Look, I'm a tee shirt and shorts-type of guy. I figure, if you're too hot, check out some AC. In the cold, you always have to put on more clothes. "Layer yourself, man, that'll keep you warm." Yeah, and then I start taking stuff off when I get warm, and run myself through a series of electrical shocks from static as each layer comes off. If it's dark in the room, you can easily see the sparks. One of these days, my hairy ass is going up in a flashing ball of fire.

As for the Blues of Winter, I caught them Saturday night, just as the storm started, while driving to work. I'm thinking to myself, "We haven't even REACHED the first day of Winter, and I've already hit the depression. I'm in trouble.

THE SOLUTION TO THE WINTER BLUES
Is it a mantra you must chant to get yourself through it? Is there a change in diet that needs to take place? (diet...that's a funny word) Is there someone you need to talk to? NO, NO, and NO. The answer, my friends, is very easy to find. It's inside of you. It's the part of you that says, "HEY ASSHOLE!! YOU LIVE IN THE NORTHEAST. GET OVER YOURSELF. IT'S FREAKIN' WINTER. IF YOU HAD THE MONEY, YOU'D MOVE, BUT YOU DON'T. SO SUCK IT THE FREAK UP!!"

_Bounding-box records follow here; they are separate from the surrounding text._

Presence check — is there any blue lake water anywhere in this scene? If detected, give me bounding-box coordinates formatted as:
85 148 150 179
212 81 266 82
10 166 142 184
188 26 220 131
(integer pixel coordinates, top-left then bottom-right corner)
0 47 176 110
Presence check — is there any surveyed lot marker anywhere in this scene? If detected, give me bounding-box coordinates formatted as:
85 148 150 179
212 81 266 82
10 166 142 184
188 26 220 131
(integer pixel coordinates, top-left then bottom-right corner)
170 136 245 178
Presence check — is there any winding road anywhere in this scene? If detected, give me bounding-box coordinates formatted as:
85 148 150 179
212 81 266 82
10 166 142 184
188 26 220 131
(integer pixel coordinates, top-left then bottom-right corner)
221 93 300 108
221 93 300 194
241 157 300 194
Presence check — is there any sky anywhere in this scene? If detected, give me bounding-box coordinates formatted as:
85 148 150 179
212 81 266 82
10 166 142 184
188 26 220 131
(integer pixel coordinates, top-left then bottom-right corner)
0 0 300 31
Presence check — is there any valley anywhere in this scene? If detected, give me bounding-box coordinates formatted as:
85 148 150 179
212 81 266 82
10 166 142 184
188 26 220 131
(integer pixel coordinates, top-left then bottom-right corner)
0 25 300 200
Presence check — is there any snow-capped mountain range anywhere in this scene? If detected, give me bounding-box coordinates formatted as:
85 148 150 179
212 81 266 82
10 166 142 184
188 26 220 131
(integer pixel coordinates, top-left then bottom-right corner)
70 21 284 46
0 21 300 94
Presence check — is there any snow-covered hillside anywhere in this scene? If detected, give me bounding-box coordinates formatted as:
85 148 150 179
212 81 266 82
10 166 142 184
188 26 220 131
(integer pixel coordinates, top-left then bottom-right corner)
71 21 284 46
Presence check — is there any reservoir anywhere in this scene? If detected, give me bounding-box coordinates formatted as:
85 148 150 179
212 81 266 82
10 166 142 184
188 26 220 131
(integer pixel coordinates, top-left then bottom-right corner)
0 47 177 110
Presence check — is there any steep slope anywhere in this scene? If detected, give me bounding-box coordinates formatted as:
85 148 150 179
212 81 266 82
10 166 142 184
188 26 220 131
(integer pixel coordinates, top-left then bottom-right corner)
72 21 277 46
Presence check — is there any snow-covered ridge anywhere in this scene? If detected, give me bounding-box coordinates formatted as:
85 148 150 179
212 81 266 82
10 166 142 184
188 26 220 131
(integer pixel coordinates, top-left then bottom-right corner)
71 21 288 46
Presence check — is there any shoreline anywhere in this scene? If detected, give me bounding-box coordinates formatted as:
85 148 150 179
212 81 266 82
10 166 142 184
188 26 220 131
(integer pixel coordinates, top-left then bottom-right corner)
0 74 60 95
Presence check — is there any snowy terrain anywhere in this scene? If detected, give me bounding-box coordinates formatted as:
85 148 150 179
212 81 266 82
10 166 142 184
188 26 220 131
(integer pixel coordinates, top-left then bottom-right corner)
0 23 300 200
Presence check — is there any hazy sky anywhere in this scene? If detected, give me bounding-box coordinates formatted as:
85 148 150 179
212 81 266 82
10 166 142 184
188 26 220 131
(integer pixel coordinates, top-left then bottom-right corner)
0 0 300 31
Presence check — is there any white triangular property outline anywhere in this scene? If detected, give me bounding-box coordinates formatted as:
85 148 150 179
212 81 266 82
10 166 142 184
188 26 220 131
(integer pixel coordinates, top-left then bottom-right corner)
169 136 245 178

It's here, and it's not going away anytime soon. Maybe we'll get lucky and it'll have a mild back-end and I can start playing golf in March. You wouldn't believe what a pain in the ass a frozen, snow and ice-packed train is like to work on. It's cold, even when it comes into the shop. Never mind trudging across the yard in shin or knee-deep snow to get to a frozen hunk of HARD metal. "HEY, MAYBE IF YOU HAD STAYED IN SCHOOL AND LAID OFF OF THE KIND BUD, YOU MIGHT HAVE A JOB THAT ALLOWS YOU TO GET AWAY FROM THE TERM WIND-CHILL FACTOR!!!!!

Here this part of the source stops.